Author : Rab Ferguson

Here at the end, there’s the last of everything. The last boiling kettle, the last ringing of guitar strings, the last letting go of hands. This is the last writing.

It’s hard to know what to say. I could make something from the end of us. Draw some blood and irony out of man finally falling to his own devices. We gave it plenty of foreshadowing. Printable diseases, drones that assassinate from the sky, scattered shadows across Hiroshima and Nagasaki. Like Antony, man fell on his own sword. We were Hamlet. We were Romeo. We were Lady Macbeth. Yet there’s little point in irony and Shakespeare references, with no-one left to understand.
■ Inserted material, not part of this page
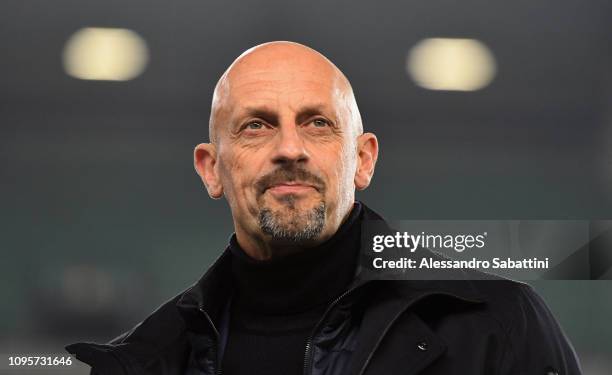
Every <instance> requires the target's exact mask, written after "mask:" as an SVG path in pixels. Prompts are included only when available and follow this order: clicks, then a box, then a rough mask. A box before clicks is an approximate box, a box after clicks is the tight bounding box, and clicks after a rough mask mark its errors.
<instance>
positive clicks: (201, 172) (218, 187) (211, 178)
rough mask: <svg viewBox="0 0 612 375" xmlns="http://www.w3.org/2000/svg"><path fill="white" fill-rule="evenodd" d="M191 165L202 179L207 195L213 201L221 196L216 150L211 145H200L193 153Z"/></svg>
mask: <svg viewBox="0 0 612 375" xmlns="http://www.w3.org/2000/svg"><path fill="white" fill-rule="evenodd" d="M193 165H194V167H195V169H196V172H197V173H198V175H199V176H200V178H201V179H202V182H203V183H204V186H206V190H208V195H210V197H211V198H213V199H219V198H221V197H222V196H223V186H222V185H221V180H220V179H219V172H218V168H217V167H218V165H217V148H216V147H215V145H214V144H212V143H200V144H199V145H197V146H196V148H195V150H194V151H193Z"/></svg>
Maybe what’s needed is a tribute. I should sing a song of us. Tell a tale of all we were and all we did. Born without wings, we built planes and flew. Without gills, we dove to the bottom of the ocean and searched the seafloor. We went to the Moon, and almost to Mars. We sung, acted and danced. We even loved sometimes. Every art gallery in this world gone blind, every mile of film reel that won’t be spun, every hard drive of silent music, is a monument to humanity. The gods died with us. Our cathedrals, mosques and temples no longer stand for them, but as testament to what we could build with our little hands. An eulogy would be nothing more than grain of sand added to the beach.

I and we will not be remembered. The skyscrapers serve as gravestones, but there’ll be no flowers left at their bases. The patterns of roads across the land are the flicks and curls of our handwriting, but no-one will recognise our hearts and minds in the shapes we left behind. The landfills, the whiskey and wine distilleries, and the leaking petrol stations bear our scent like the clothes we once wore. They’ll never be lifted to a tear-streaked nose, to bring us back for a moment.

I say we and us. There’s only I. These words are trappings for my thoughts on the page, never sparking and crackling in your mind. They’re a message in a bottle, in a language that’s no longer read. They’re a lighthouse flashing out signals to a sea bereft of ships. They’re a phone call to the answering machine of a long passed-away lover. Without you reader, the words are half-alive. They’re an obsolete relic. A tool with no purpose in the modern age, which tells us something about how the world was when it was needed. As the last writer, in the act of the last writing, there’s only one dedication that’s fitting. Reader, I miss you. It was good when it meant something.